As per given statement, the gardener randomly selects 3 different trees to prune.
The total number of ways to select 3 trees from 10 = 10×9×8/3×2×1
=10×3×4=120.

we have to find, if probability that all 3 selected trees > 1/ 20 ?

Statement (1): The probability that two randomly selected trees are both oaks is 2/15.
The total number of ways to select 2 trees from 10 = 10×9/2×1 =45.
The number of ways to select 2 oak trees from x oaks = x × ( x-1)/2
As per the statement(1),
x ×( x-1)/2*45 = 2/15
x × (x-1) = 12

We need to find an integer x such that x multiplied by (x−1) equals 12 => 4×3=12.
Thus, x=4 which is not greator than 6.
Statement (1) provides no to the question, it is sufficient.

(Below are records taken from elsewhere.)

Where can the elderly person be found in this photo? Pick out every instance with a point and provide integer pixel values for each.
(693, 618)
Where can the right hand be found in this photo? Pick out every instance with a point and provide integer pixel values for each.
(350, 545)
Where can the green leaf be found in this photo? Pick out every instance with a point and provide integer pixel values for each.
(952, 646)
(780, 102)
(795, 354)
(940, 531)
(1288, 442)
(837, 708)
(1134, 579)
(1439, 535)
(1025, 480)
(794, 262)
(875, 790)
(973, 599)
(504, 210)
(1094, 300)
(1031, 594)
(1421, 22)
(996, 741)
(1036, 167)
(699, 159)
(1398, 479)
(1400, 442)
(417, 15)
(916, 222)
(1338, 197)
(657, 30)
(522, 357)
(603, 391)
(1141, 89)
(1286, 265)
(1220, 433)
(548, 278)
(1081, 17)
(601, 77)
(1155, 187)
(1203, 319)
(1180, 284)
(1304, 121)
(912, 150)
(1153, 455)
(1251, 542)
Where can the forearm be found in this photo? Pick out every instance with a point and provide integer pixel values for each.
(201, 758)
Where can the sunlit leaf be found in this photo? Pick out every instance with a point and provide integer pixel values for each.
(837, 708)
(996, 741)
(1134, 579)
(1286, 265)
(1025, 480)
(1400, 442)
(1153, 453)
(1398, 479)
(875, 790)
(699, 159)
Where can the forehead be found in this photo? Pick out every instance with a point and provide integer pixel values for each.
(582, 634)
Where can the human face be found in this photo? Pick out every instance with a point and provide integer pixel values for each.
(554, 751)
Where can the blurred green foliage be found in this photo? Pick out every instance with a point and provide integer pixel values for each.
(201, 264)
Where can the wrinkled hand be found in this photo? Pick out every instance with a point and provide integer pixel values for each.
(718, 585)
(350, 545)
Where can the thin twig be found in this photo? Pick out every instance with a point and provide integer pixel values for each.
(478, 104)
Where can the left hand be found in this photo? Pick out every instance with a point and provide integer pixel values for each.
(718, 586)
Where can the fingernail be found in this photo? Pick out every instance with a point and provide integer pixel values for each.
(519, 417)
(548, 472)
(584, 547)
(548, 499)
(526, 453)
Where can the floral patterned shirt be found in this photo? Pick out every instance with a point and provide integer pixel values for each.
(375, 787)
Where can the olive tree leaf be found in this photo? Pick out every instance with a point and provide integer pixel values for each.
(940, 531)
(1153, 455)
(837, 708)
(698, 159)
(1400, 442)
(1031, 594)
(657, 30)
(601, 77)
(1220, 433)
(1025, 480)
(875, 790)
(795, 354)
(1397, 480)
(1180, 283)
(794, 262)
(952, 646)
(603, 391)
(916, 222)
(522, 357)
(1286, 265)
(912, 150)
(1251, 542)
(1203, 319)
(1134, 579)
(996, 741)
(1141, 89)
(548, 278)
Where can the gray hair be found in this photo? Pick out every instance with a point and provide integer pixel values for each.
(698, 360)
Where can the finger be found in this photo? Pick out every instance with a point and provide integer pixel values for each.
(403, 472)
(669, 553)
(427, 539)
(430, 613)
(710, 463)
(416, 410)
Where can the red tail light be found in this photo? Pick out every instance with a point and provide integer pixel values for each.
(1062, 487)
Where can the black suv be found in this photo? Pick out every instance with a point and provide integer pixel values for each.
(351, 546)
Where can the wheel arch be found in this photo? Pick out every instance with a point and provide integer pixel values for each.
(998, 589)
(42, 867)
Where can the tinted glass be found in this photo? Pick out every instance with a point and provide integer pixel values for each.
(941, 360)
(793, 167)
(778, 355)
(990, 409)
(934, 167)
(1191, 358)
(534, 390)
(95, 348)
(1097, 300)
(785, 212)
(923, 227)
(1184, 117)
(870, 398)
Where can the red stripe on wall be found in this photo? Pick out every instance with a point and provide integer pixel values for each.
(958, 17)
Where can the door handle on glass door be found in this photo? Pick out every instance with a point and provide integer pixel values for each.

Statement (2): There are 6 maple trees in the garden.
The total number of trees is 10.
As per given statement if there are 6 maple trees, then the number of non-maple trees is 10−6=4.
These 4 non-maple trees could be oaks or other types of trees. Let x be the number of oak trees among these 4.
So, the number of oak trees x can be any integer from 0 to 4
probability that all 3 selected trees based on x, would be less than 6
Statement (2) provides a no answer to the question, it is sufficient.

Both statements individually are sufficient.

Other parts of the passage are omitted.